Des Weiteren haben die Beklagten der Klägerin gemäß § 823 Abs. 1 BGB Schadensersatz zu leisten, das sie die unerlaubte Handlung bei Anwendung der im Verkehr erforderlichen Sorgfalt hätten erkennen können, § 276 BGB. Die genaue Schadenshöhe steht derzeit noch nicht fest. Da es jedoch ausreichend wahrscheinlich ist, dass der Klägerin durch die rechtsverletzenden Handlungen der Beklagten ein Schaden entstanden ist und dieser von der Klägerin noch nicht beziffert werden kann, weil sie ohne eigenes Verschulden in Unkenntnis über den Umfang der Benutzungs- und Verletzungshandlungen ist, ist ein rechtliches Interesse der Klägerin an einer Feststellung der Schadenersatzverpflichtung dem Grunde nach anzuerkennen, § 256 ZPO.

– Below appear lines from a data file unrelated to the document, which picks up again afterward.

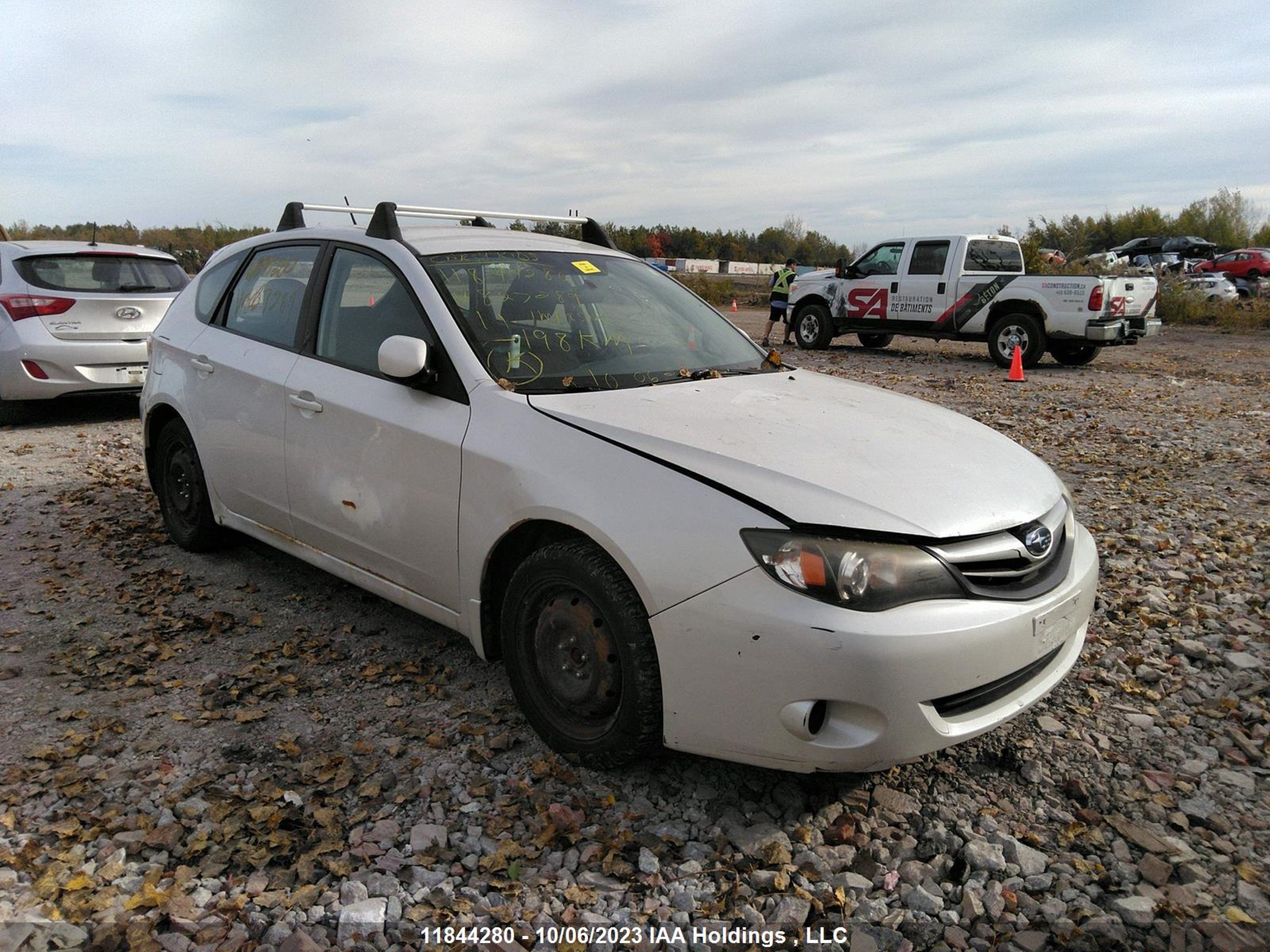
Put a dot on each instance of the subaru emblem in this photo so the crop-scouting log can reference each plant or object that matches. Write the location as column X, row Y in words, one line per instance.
column 1038, row 540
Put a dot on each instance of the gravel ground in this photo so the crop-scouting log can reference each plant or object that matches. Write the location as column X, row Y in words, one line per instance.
column 235, row 750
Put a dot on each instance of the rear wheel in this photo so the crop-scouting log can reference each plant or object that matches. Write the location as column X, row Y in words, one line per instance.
column 1014, row 330
column 876, row 341
column 1074, row 355
column 813, row 329
column 581, row 657
column 182, row 490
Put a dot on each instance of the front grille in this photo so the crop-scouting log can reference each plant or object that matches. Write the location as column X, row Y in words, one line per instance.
column 975, row 699
column 999, row 565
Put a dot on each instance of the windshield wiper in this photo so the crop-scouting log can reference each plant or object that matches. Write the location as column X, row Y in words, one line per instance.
column 706, row 372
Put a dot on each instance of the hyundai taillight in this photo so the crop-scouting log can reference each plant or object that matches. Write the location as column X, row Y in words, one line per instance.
column 30, row 306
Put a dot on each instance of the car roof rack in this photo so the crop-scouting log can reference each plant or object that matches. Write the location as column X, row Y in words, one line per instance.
column 384, row 219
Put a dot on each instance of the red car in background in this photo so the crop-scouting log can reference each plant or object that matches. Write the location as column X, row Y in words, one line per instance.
column 1245, row 263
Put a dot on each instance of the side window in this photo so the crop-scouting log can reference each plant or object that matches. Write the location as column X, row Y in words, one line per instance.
column 929, row 258
column 883, row 259
column 267, row 299
column 364, row 305
column 211, row 286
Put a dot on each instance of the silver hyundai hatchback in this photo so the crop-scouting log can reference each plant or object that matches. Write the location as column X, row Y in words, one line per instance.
column 75, row 317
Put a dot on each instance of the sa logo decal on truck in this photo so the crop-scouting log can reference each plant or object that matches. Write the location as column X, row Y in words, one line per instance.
column 867, row 303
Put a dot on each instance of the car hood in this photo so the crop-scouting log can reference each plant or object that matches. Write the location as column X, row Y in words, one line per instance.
column 825, row 451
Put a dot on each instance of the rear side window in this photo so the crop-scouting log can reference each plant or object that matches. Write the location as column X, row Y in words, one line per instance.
column 992, row 255
column 365, row 304
column 213, row 284
column 102, row 273
column 929, row 258
column 266, row 301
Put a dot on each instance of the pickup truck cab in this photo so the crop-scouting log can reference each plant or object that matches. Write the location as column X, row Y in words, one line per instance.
column 972, row 287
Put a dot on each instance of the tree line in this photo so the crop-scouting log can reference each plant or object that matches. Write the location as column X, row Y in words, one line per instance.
column 1227, row 219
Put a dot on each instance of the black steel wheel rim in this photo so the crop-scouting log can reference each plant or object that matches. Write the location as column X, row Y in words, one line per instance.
column 577, row 671
column 182, row 484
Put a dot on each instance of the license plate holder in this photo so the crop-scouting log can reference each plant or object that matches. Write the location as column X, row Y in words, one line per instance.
column 1054, row 626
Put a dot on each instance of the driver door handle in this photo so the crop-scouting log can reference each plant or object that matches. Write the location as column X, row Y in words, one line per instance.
column 305, row 401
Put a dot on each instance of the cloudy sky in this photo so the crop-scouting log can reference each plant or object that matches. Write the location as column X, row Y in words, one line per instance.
column 864, row 120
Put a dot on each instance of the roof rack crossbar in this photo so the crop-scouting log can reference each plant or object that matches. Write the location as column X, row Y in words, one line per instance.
column 384, row 219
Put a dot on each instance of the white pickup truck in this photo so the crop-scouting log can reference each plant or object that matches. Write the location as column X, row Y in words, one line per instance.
column 972, row 287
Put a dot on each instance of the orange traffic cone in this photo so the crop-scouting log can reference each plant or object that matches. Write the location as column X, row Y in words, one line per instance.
column 1016, row 366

Damit die Klägerin in die Lage versetzt wird, den ihr zustehenden Schadenersatzanspruch zu beziffern, sind die Beklagten zur Auskunftserteilung und Rechnungslegung verpflichtet (§§ 242, 259 BGB). Die Klägerin ist auf die zuerkannten Angaben angewiesen, über die sie ohne eigenes Verschulden nicht verfügt.

2.
Schließlich steht der Klägerin gegen die Beklagten als Gesamtschuldner ein Anspruch auf Erstattung vorgerichtlicher Kosten aus § 823 Abs. 1 S. 1 BGB bzw. aus §§ 683 S. 1, 670 BGB zu. Die geltend gemachten Forderungen sind auch unstreitig angemessen, wobei sich die Klägerin bezüglich des Gegenstandswertes an der Streitwertfestsetzung im einstweiligen Verfügungsverfahren orientiert hat.

IV.
Die Kostenentscheidung beruht auf §§ 91 Abs. 1 S. 1, 101 Abs. 1 ZPO. Die Entscheidung zur vorläufigen Vollstreckbarkeit folgt aus § 709 S. 1 u. S. 3 ZPO.

Der Streitwert wird auf 250.000,– EUR festgesetzt.